If you've never started a business before, chances are your first business is not going to be your last business. In this article, we are sharing with you tips from Kevin Williams, the CEO of Balls.co, an e-commerce company that's going big on Tiktok advertising.
Kevin shares with us tips on the best criteria for starting a successful e-commerce business that is usually overlooked by most people who teach and preach about e-commerce on the internet.
His answers could be hugely helpful because he is an entrepreneur that owns multiple e-commerce businesses and invests in and acquires other successful e-commerce businesses to broaden his portfolio.
The criteria he talks about are also the key things he analyzes in an e-commerce business that he intends to invest in or acquire. He believes that any e-commerce entrepreneur who gets these right from the start has a big chance at scaling to over $1 000 000 in sales with his/ her e-commerce business if everything else is done right. So here are the criteria:
1. Cost of Acquisition and Average Order Value (CAC and AOV)

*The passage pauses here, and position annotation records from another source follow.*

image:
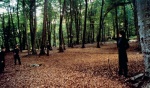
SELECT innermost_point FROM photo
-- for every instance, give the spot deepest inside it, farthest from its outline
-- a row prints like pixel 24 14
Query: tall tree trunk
pixel 143 8
pixel 13 30
pixel 84 31
pixel 20 39
pixel 43 44
pixel 100 25
pixel 116 21
pixel 54 40
pixel 136 23
pixel 70 25
pixel 125 21
pixel 60 28
pixel 33 24
pixel 25 26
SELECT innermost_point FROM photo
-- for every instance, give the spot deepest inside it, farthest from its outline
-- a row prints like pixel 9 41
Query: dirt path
pixel 75 68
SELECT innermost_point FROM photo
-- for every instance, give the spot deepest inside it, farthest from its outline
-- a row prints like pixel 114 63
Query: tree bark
pixel 33 25
pixel 143 8
pixel 100 25
pixel 43 44
pixel 60 28
pixel 136 23
pixel 84 31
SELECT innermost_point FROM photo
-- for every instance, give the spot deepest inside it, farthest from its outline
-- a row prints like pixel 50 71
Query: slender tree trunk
pixel 100 25
pixel 143 8
pixel 84 31
pixel 125 21
pixel 25 27
pixel 54 40
pixel 43 44
pixel 60 29
pixel 116 21
pixel 70 25
pixel 136 23
pixel 13 30
pixel 33 25
pixel 20 39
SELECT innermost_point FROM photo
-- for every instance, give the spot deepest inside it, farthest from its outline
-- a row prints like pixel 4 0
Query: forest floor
pixel 77 67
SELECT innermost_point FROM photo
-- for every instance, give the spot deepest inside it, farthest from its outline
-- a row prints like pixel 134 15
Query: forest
pixel 36 23
pixel 67 25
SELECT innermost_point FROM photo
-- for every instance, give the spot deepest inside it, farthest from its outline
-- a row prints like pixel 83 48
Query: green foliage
pixel 54 13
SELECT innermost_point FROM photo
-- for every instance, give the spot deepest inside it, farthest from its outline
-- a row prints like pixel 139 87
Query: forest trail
pixel 75 68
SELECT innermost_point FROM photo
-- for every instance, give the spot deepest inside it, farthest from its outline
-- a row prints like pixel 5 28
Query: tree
pixel 33 24
pixel 85 18
pixel 60 28
pixel 143 8
pixel 42 52
pixel 100 25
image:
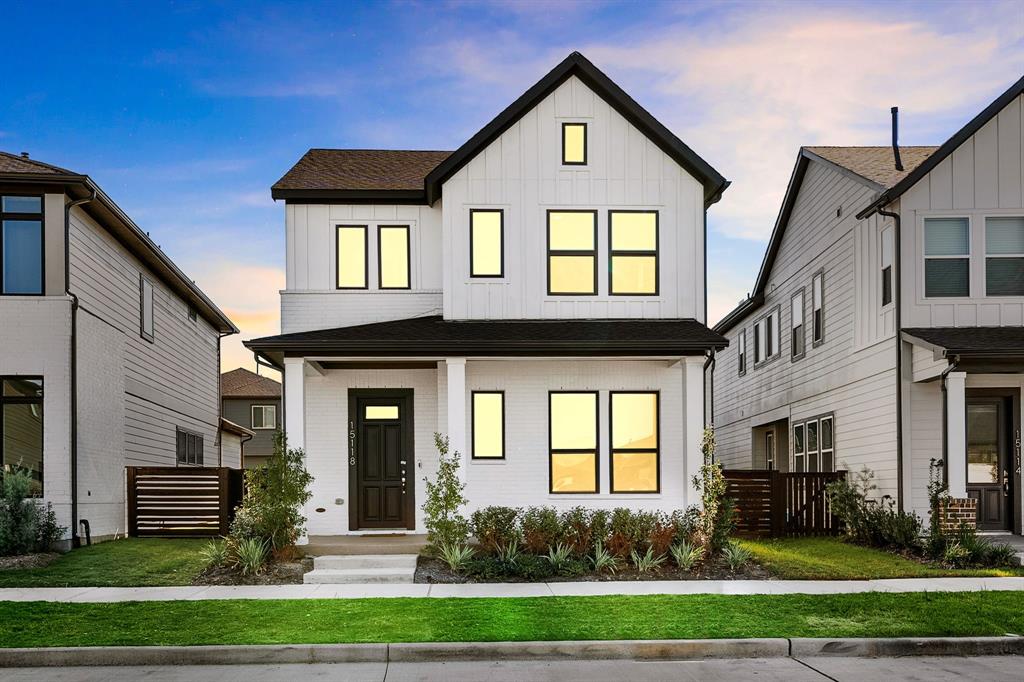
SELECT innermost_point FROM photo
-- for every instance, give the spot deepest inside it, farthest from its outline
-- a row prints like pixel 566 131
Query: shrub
pixel 496 527
pixel 275 493
pixel 445 525
pixel 26 524
pixel 541 529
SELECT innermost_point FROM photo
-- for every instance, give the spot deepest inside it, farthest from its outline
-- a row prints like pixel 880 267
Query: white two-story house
pixel 109 353
pixel 537 296
pixel 885 328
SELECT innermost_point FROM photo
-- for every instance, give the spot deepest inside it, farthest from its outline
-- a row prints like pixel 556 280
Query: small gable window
pixel 574 143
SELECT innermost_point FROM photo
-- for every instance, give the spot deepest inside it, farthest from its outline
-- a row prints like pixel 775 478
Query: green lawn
pixel 131 562
pixel 690 616
pixel 830 558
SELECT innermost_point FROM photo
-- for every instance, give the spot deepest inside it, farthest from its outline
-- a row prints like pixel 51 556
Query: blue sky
pixel 186 113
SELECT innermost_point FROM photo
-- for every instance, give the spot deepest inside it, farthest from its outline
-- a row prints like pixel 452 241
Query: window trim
pixel 794 355
pixel 366 257
pixel 501 222
pixel 409 258
pixel 574 252
pixel 586 156
pixel 656 253
pixel 147 336
pixel 596 451
pixel 41 217
pixel 657 442
pixel 815 339
pixel 10 399
pixel 472 426
pixel 252 417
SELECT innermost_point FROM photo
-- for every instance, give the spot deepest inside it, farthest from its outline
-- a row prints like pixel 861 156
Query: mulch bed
pixel 429 569
pixel 278 572
pixel 28 560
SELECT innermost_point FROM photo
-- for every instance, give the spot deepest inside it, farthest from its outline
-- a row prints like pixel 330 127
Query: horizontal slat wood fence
pixel 773 504
pixel 181 502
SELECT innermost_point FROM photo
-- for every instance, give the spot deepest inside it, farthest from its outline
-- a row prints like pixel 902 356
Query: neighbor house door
pixel 988 459
pixel 380 459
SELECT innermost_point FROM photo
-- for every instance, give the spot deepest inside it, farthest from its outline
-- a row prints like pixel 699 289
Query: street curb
pixel 673 649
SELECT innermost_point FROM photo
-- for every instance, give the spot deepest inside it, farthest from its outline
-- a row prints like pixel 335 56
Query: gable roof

Kevin says that he usually puts the cost of customer acquisition and the average order value (AOB) first. If you are going to have a business that is dependent on direct response advertising, you either need to have an AOV that's well north of $100 or a customer lifetime value (LTV) that’s 18 months.
CPCs these days are very high. They can easily be at $35 on a good day and up to $75 on a bad day depending on your vertical. So having a higher AOV that’s above $100 or $150 together with a longer LTV can really give you an advantage over the high costs of acquisition.
“I basically wouldn't consider investing or acquiring a brand that's smaller than that. In fact, I recently rejected a brand based on this point. It had good intellectual property, and a great website, and it used to be doing a ton of money, but its AOV was at $45. It was also in the women's accessory space which is not it's not an area that I'm like super intimate in.
If I were to acquire it, I would have to create this influencer marketing strategy that would have to be so noisy and it would be so hard to make money from it. So eventually l just passed because there's just not enough money in the transaction.”, Kevin says.
2. The Brand Has to Be Original
The brand has to be original because most non-original commodities are already on Amazon, so you might not easily scale to $1 000 000 because the products can be found elsewhere.
“Just getting out there and trying to sell something random like diffusers or humidifiers or trying to sell random common commodities isn’t good in the long run because that's why Amazon was born.
You need to be able to have a brand and tell a story. For example, with Balls, I had no choice but to convince customers to buy from a brand named Balls by telling a story. You need to come up with a story and make sure the visuals are great. Everything is visual in marketing these days, so can you tell a visual story that you can turn into a video that is consumable?”
3. Having a Moat
Kevin says that he generally prefers brands that have some sort of a moat around them, like a subscription business or intellectual property.
“I feel less good about just pure patent protection than I used to, but having a mode that gives you some defensibility is really important, so you know, having solid trademarks that you can fight off the other people.”
4. Logistics
Logistics elements should be given a huge consideration according to Kevin. Some postal services tend to be run recklessly. Sometimes products can get spoilt or they can get dropped and that can really eat into your business because it will increase the percentage of your returned sales. So you need to have the right logistics set up.
“The actual dimensions and weight of the entire packaging need to be considered carefully and never overlooked.
For example, our product was packaged in a completely nice box poly bag that was 15.99 ounces. If that thing weighed a few grams more, it would cost me $3 or $4 extra per unit to fulfill, and that changes the economics of the business and a lot of people overlook this.
If you can sell a product under 16 ounces that is good because you can ship it to the US in first-class and save a whole bunch of money. If you can't keep it under 16 ounces, then you better understand how you're going to deal with that because with transport costs increasing it's just going to completely eat your lunch :)”, says Kevin.
5. Scalability
So the other criterion is scalability through accessories and SKUs. As a result, having upsells cross-sells, and catalog sales for your hero product is critical.
“With Balls, the brush was the hero product but it had replaceable heads. So it had a subscription element to it but I also could get into the car deal detailing lifestyle so I could get into soaps and towels and all kinds of other stuff that people would want. Initially, they could only be in need of the one brush but they’ll also need the other stuff that I now have permission to market to them as upsells.”
6. The Durability of Customer Relationships
The cost of acquisition is so high these days so you need to build a strong LTV with your customers instead of selling to them only once. You've got to form a relationship with your customer that allows you to sell them things over many months or more years.
This can be done by setting up proper email sequences with offers and providing them with a great customer experience from the get-go.
Conclusion
Kevin Williams believes that any e-commerce entrepreneur who gets to understand and implement these 6 criteria, will have a strong chance to hit and scale over $1 000 000 in the e-commerce industry. Kevin as an e-commerce entrepreneur and investor, evaluates a number of e-commerce businesses, and it is only when these criteria have been met, then he pulls can decide to acquire or invest in the business.